Выбрать главу

Фон Кёниг посватался к Агнет. Это могло показаться немыслимым – дворянин сватается к простолюдинке, дочке ткача, если не брать в расчёт двух обстоятельств – прелести молодой невесты и уродства старого жениха. Генрих, он-то, хоть и парень не бедный, но ровня ли он дворянину, владельцу земель, по правую сторону Нѐккара? Вопрос за кого отдать дочь, был решён отцом Агнет скоро и однозначно. Наконец-то его семейство вырвется из нищеты!

Так эта осень и забрала у Генриха всё, что дала, и не было слов, что могли передать всю силу его отчаянья. Конечно, он умалял Агнет бежать из города, бежать далеко-далеко, бежать без оглядки. Пусть ждёт их впереди неизвестность, скитание и нужда. И пусть никогда не стать ему доктором богословия. Но зато они будут вместе – ведь любовь превыше всего! А она отвечала, рыдая, что не может противиться воли отца, что не вправе лишать надежды семью, а надежда эта нынче одна – её брак с омерзительным стариканом; и, коль так, видит бог, следует покориться горькой, как хина, судьбе…

‍​‌‌​​‌‌‌​​‌​‌‌​‌​​​‌​‌‌‌​‌‌​​​‌‌​​‌‌​‌​‌​​​‌​‌‌‍

Генриху оставалось единственное – молить господа о том, чтобы вернул ему Агнет, что и делал он неустанно и истово уже третью неделю. В этот промозглый ноябрьский вечер, после вечерни, он вышел из церкви Святого Духа на уже опустевшую, тёмную площадь. Моросил холодный тоскливый дождь. Сырой ветер срывал с головы капюшон, норовил забраться за ворот, продирал до костей, холодя и без того застывшую душу. Вдруг кто-то окликнул его:

– Эй, юноша!

Генрих обернулся, увидав чёрный силуэт за своею спиной.

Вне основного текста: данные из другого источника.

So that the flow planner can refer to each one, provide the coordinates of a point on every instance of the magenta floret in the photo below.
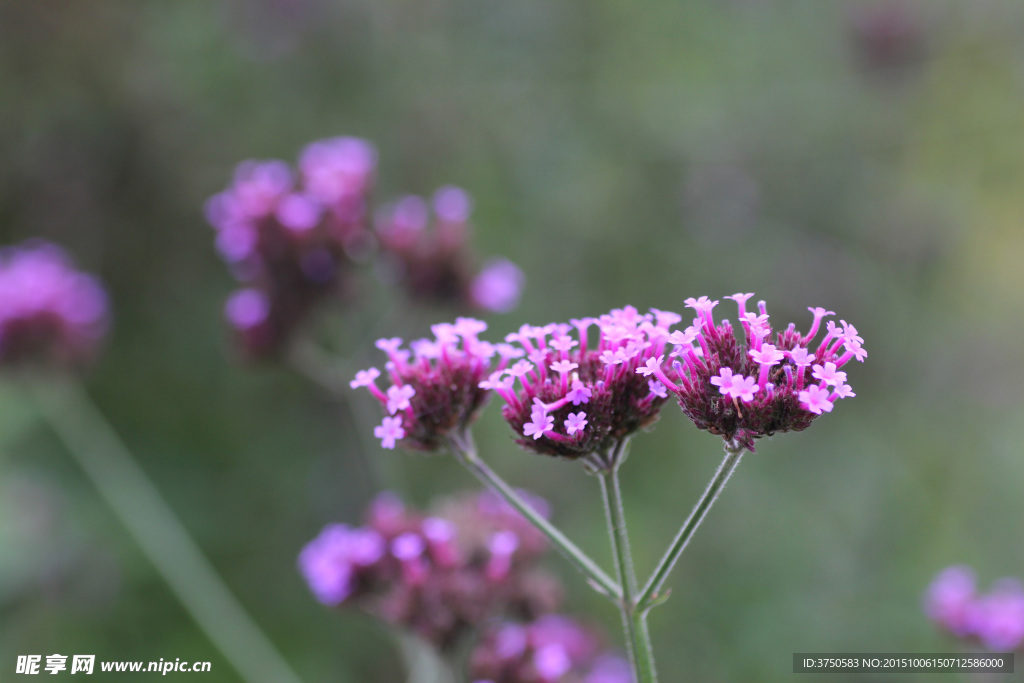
(436, 388)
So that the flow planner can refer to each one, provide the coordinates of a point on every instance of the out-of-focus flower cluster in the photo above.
(552, 649)
(289, 238)
(440, 575)
(993, 620)
(432, 260)
(50, 312)
(292, 238)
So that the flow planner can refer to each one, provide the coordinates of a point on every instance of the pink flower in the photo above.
(828, 374)
(701, 305)
(397, 397)
(498, 287)
(576, 423)
(767, 355)
(723, 380)
(520, 369)
(541, 423)
(580, 393)
(801, 356)
(651, 367)
(815, 399)
(563, 367)
(842, 391)
(657, 389)
(389, 431)
(743, 388)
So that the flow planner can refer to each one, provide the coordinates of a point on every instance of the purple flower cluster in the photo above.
(290, 237)
(551, 649)
(435, 387)
(431, 258)
(287, 237)
(773, 382)
(567, 397)
(995, 620)
(439, 575)
(49, 311)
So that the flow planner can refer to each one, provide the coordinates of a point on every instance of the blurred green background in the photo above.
(867, 157)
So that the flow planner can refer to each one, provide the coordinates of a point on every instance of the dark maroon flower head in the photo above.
(290, 239)
(435, 388)
(574, 398)
(551, 649)
(426, 250)
(889, 35)
(439, 575)
(772, 382)
(50, 312)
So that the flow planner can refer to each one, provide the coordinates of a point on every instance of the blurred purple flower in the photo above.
(49, 311)
(498, 286)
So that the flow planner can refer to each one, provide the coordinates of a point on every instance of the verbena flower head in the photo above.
(288, 237)
(565, 396)
(435, 387)
(772, 381)
(427, 249)
(552, 649)
(993, 620)
(437, 574)
(50, 312)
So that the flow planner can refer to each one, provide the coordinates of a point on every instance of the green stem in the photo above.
(162, 538)
(465, 452)
(733, 453)
(634, 620)
(423, 663)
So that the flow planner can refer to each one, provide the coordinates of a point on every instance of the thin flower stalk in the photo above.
(649, 596)
(465, 453)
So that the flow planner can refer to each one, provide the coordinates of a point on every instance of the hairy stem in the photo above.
(634, 620)
(465, 453)
(733, 453)
(161, 536)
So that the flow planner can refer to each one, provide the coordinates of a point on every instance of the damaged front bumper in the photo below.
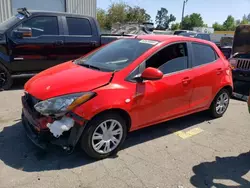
(241, 75)
(37, 131)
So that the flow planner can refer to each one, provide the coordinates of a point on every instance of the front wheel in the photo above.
(104, 135)
(220, 104)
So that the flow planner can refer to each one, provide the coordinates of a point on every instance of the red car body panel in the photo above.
(64, 79)
(146, 103)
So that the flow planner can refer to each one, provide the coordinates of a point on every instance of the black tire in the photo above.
(5, 78)
(86, 139)
(213, 112)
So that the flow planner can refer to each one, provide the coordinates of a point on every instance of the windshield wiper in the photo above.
(90, 66)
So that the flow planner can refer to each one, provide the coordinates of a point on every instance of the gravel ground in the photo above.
(193, 151)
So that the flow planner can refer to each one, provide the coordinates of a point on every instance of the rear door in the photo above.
(208, 71)
(40, 51)
(80, 36)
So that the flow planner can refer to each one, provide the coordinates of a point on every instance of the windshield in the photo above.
(116, 55)
(11, 21)
(191, 34)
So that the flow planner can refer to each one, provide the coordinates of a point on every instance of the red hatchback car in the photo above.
(127, 85)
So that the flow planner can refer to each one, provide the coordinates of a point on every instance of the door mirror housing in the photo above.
(23, 32)
(149, 74)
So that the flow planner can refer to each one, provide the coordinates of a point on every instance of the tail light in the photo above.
(233, 63)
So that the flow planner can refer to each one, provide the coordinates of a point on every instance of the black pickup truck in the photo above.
(33, 41)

– Вы меня зовёте? – спросил он, приближающего к нему из темноты человека.

– Тебя, школяр. Кого же ещё? – человек подошёл к Генриху почти вплотную. Был он коренаст и бородат, а лица его во мраке, покрывшем площадь, Генриху разглядеть не удалось.

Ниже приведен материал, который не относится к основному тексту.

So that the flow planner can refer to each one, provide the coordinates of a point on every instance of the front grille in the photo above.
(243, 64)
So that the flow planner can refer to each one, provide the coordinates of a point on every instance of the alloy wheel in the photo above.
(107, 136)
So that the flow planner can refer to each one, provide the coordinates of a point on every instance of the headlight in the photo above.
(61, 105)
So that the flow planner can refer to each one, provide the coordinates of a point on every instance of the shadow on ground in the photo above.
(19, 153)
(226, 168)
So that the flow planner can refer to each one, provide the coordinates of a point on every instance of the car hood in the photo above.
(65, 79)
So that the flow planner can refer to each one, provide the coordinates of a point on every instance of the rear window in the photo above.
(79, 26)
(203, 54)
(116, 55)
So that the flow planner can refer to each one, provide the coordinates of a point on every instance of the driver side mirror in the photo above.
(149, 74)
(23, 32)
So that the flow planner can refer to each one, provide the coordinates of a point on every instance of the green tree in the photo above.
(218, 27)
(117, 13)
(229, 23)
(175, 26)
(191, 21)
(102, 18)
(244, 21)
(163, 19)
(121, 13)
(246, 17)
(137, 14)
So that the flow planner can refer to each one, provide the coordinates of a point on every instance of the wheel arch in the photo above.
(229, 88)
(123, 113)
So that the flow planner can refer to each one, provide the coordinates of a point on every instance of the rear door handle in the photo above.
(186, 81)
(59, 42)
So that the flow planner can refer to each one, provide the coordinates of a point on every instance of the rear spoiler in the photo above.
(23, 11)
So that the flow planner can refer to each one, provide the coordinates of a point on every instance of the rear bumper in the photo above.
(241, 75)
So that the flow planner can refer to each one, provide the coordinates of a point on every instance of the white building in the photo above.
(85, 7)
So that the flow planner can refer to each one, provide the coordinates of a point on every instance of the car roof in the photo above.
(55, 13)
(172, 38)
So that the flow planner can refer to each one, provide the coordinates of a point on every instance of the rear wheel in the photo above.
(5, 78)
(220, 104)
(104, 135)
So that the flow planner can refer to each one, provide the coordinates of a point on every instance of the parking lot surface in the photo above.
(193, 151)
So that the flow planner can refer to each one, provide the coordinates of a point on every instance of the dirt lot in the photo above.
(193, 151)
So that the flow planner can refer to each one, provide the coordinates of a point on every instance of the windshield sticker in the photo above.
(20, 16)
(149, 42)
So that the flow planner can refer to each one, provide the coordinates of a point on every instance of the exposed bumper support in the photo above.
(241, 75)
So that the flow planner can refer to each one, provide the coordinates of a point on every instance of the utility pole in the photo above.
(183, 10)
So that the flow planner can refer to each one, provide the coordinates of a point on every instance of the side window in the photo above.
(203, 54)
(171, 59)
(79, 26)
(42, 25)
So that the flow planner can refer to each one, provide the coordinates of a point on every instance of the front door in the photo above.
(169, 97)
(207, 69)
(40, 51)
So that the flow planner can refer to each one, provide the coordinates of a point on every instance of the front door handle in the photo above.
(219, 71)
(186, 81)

– Шмидер, – представился человек. – Я астролог.

– Беккер, – ответил Генрих. – Студент богословского факультета.

– Слышал я, юноша, о чём ты господа просишь. Не первый раз вижу тебя на вечерне.

– М-м-м… – Генрих оторопел от бестактной прямоты собеседника, столь не свойственной немцам.

– Бог не помощник тебе в этом деле.

– Герр… Астролог, – Генрих старательно подбирал фразу в сослагательном наклонении, чтобы осадить, но при том не обидеть человека, который, судя по голосу, был намного старше его. – Не могли бы вы… я очень бы вас попросил, оставить мои переживания мне. То, о чём я беседую с господом, касается только меня.

– Конечно, конечно, – затряс бородой человек, что назвал себя Шмидером. – Только, юноша, я кое-что знаю о том, что может тебе помочь…

– Что же мне может помочь, если не бог? – спросил Генрих, почувствовав, что сердце его заходило чаще.

Человек воровато оглянулся по сторонам. Убедившись, что свидетелей не видать, он сунул руку себе за пазуху, и что-то достал оттуда.

– Это тебе поможет. Бери, – ещё раз оглянувшись, он протянул свёрток Генриху.

– Что это? – спросил тот, принимая свёрток.

– Книга. Великая книга.

– Какая книга? О чём она?

– Эйреней Филалет, – заговорщицким, сделавшимся тихим голосом, произнёс человек в чёрном, – знакомо ли тебе это имя?

– Не слыхал я такого имени, – ответил Генрих.

– Загадочный, гениальный алхимик, исчезнувший без следа. И никто не может сказать где и когда он умер. И умер ли вообще… Эта книга досталась мне от него.

– Время поисков философского камня осталось в прошлом, герр… – начал было Генрих, но, назвавший себя астрологом не дал ему договорить.

– Не смей судить ни о чём подобном, не открыв этой книги, молодой богослов! – человек в чёрном почти закричал. – Знал бы ты, – голос его снова стал тихим, – кто передал её Филалету… – Рукою он подманил Генриха к себе поближе, давая понять, что хочет сказать что-то ему на ухо.

Генрих подался вперёд, выставив навстречу астрологу свой орган слуха. Тот приблизил свои губы настолько, что волосы его усов щекотали кожу на ухе Генриха, и тихим шёпотом произнёс только два слова:

– Величайший Абрамелѝн…

Это имя Генриху было знакомо. Абрамелин – легендарный и ужасающий чернокнижник, творивший, по преданиям, свои чёрные чудеса лет этак двести назад.